Representations and Warranties in a Purchase Agreement

Agreement

Yes, the Representations and Warranties in a Purchase Agreement DO Matter

 

James Smith was ready to sell his business. He received his purchase agreement from the buyer and agreed on the terms, however there were pages and pages of representations and warranties. He figured this was standard procedure and didn’t think twice about it or inform his attorney.

 

After James and the buyer signed the agreement, the buyer decided he paid too much for James’ business. He used the language in the representations and warranties to threaten to sue James unless he cut the price of payment. And according to the language in the representations and warranties, the buyer was within his rights to do so.

 

When selling a business, a smart owner will do everything necessary to limit risk.

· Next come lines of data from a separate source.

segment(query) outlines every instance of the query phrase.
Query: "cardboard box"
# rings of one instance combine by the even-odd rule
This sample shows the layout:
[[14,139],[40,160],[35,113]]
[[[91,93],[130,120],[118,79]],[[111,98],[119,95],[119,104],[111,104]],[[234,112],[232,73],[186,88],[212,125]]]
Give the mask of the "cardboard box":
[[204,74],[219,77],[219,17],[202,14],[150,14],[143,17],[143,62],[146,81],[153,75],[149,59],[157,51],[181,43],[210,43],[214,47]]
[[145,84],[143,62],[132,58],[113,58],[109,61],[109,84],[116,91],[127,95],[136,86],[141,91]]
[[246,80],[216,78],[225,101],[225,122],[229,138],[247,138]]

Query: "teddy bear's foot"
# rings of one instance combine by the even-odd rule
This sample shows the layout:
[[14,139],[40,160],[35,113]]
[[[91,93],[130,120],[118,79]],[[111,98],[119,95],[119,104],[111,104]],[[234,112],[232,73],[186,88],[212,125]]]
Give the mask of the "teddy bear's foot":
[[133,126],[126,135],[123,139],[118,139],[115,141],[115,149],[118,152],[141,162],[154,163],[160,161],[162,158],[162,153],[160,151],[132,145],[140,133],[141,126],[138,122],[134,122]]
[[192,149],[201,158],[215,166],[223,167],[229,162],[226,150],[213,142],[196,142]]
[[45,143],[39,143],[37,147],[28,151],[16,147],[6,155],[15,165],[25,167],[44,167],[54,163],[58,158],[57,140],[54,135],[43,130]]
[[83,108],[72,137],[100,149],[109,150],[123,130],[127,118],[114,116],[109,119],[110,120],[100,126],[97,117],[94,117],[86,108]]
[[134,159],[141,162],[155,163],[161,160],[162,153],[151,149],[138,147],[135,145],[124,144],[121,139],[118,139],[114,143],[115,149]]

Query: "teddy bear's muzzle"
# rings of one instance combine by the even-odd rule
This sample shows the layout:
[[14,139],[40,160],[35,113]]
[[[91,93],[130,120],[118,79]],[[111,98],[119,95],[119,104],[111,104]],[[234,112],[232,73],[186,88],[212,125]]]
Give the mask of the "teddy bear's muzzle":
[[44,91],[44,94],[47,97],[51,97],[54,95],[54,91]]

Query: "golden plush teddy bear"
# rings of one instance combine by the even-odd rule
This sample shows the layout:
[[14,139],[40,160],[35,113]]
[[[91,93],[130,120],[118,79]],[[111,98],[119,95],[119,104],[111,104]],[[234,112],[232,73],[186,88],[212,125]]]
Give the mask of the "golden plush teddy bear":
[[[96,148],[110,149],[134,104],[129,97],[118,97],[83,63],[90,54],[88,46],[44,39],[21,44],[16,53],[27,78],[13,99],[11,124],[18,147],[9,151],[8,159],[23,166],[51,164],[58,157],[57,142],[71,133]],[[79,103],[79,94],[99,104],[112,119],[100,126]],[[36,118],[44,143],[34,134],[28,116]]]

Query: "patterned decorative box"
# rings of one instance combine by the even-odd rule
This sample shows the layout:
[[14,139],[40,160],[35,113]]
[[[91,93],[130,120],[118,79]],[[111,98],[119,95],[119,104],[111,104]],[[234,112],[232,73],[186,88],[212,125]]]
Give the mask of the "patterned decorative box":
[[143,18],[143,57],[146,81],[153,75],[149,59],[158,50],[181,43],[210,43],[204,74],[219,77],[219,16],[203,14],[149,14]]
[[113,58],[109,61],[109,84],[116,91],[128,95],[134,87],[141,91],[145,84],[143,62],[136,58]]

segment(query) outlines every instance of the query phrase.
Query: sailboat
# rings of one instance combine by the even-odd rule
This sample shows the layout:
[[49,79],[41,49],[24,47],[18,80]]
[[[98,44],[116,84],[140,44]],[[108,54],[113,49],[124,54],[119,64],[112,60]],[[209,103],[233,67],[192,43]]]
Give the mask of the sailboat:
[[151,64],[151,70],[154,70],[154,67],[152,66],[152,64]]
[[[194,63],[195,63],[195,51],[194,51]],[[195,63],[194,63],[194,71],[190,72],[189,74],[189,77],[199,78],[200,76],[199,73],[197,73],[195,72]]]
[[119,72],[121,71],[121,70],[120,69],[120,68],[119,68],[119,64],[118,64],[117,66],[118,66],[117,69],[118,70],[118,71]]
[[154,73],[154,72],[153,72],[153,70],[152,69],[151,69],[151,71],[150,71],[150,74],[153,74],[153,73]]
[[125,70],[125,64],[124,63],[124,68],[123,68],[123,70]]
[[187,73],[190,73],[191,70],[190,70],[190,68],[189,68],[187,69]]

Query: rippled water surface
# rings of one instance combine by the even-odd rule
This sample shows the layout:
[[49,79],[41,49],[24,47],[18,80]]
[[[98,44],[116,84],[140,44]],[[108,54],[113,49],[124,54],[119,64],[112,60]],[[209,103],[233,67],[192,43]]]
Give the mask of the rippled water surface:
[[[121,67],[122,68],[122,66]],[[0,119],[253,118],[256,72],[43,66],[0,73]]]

This is especially true with representations, warranties and indemnities. Although sellers can look at these aspects of the selling contract as boilerplate language, they are incredibly important. If they aren’t crafted specifically to fit the seller’s needs and minimize risk, the buyer can always use their advantage to sue for damages or cut the sale price when the seller believed it was a done deal!

 

Representations and warranties. Crafting accurate representations lays the foundation for a solid legal document. If the buyer finds any misrepresentations or is not satisfied with the representations a business sets forth, they can walk from the deal or, even worse, come back after the fact and sue for damages. A good selling contract will have detailed and accurate representations of intellectual property, existing contracts, previous or current litigation, employees, customers, and tax issues, among many other considerations.

 

Disclose. The representations and warranties portion of a purchase agreement can be the most tedious section of the process. But disclosure is a crucial part of protecting the seller’s interests, and sellers must make all necessary disclosures. This is not the place to cut corners. A good seller will get involved in the disclosure process and fully understand what the disclosures say about their business. This section isn’t just legal language tinkering, but has the potential to make or break a sale.

 

Indemnities. An indemnity is simply a promise to reimburse the buyer if a specific set of circumstances are met. If a buyer finds that a seller has misrepresented any aspect of their business in the selling contract, then they can sue for damages. So, if a seller misrepresents customer information or under-reports tax burdens, a buyer can show a breach of warranty and demand payment equal to their losses due to misrepresentation.

 

Set Limits. A smart seller can reduce their risk by reducing the limits on indemnities as much as possible. This would include keeping the term of the indemnity short to keep buyers from coming back years down the road and restricting the types of damages the buyer can recover. So, instead of a 4-year term on tax claims, you and your lawyer could set, say, a 2-year term on environmental claims and completely remove the possibility for tax claims. Setting good limits reduces the chance that the buyer can bring legal action against a seller.

 

Good sellers protect themselves from frivolous lawsuits and massive headaches by using an experienced attorney with the knowledge to craft a proper document, but also by being involved in the process and knowing where they can help to limit their risk.